Bedtime though. Tomorrow is an assessment day. This is a changing time for me and I’m glad you’re along for the ride.

Big old stuff

This week has been very much about invigilation, after my interruption into haulage on Monday. I had to cancel a shift for Monday, told them it was a funeral.

I’ve pitched this haulage job a little bit wonky but as you scale up you have to learn. I thought from the pictures and the jobs I’ve had to do before that it would be achievable with the team I brought. Far from it. This is a big job.

Responsively, I’ve booked a big team. I now have the right balance, in my opinion, to get this squared off nicely. I’ll be back a week today with 6 people and three vans and we will absolutely nail the rest of this. Van and 1 times 3, 1 floater.

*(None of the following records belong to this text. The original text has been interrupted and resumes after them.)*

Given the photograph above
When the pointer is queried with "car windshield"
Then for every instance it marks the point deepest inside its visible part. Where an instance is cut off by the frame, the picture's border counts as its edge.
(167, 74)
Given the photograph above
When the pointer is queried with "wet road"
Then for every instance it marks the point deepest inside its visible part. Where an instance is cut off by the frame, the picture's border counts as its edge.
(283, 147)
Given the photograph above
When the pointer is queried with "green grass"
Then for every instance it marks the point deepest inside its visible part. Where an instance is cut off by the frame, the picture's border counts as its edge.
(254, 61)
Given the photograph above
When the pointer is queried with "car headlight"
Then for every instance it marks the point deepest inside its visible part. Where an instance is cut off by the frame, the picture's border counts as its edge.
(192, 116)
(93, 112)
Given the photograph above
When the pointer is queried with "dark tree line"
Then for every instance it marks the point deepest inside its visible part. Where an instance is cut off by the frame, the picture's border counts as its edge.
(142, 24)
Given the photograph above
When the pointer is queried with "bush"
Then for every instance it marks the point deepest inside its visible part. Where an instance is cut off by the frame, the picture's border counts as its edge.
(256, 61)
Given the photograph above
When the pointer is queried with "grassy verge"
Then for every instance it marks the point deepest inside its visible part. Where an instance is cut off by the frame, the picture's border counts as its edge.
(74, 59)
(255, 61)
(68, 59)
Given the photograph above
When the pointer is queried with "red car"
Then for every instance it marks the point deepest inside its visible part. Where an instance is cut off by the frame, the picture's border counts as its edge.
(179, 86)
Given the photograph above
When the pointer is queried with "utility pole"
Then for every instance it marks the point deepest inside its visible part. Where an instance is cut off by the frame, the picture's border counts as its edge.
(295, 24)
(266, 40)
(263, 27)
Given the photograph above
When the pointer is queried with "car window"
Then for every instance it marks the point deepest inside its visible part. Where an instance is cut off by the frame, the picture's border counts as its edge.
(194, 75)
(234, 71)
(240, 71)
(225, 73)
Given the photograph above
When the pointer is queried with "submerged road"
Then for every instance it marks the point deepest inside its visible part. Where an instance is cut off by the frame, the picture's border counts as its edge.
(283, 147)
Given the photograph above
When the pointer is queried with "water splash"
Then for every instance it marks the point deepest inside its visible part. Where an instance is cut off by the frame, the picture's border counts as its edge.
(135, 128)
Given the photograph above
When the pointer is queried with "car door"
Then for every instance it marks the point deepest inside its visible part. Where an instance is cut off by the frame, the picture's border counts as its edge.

It’s interesting to really start to see what I’ve learnt over the years I’ve been responsive in events. There’s a whole language that I’ve learned, it’s almost code. I’ve written about it before, the heras and the scrim and the ped, the dolavs. “Can you go to CSM and ask for a long weight?” That was the old joke. Or “Get me some sky hooks.” “What are they?” “You know, so I can attach this to the sky.” Hazing, they call it in America. I never fell for it, but also never realised I was being wound up. I just went and got Jake the longest weight I could find. “There you go mate.” “That was quick, did you go to CSM?” “No I just grabbed one that wasn’t being used.” Long WAIT you see. Didn’t notice until I saw him do it to someone else. And when he described sky hooks I just told him he’d have to improvise.

I’ve built a team and it’s a good team. We will be able to be efficient now, get this stuff out out out hopefully faster than they’re expecting. If there’s someone at the storage when the vans are out sorting then the loads will be easier. One pane of glass minimum per tip load means we will get it all out and nobody will be overweight. Lots of things to think about, lots of things to consider, lots of things to worry about, nothing to do but do and do and do until it is done.

Beltane today, so I jumped over a candle. Burning away the remains of unmotivated me. This is an overlap of three of my skillsets and contact networks. Crewing massive events, building and loving entertainment from the inside, sorting and shifting other people’s stuff.  I’m in my happy place. But there’s work to be done.

Thankfully invigilating exams leaves a lot of time for thinking.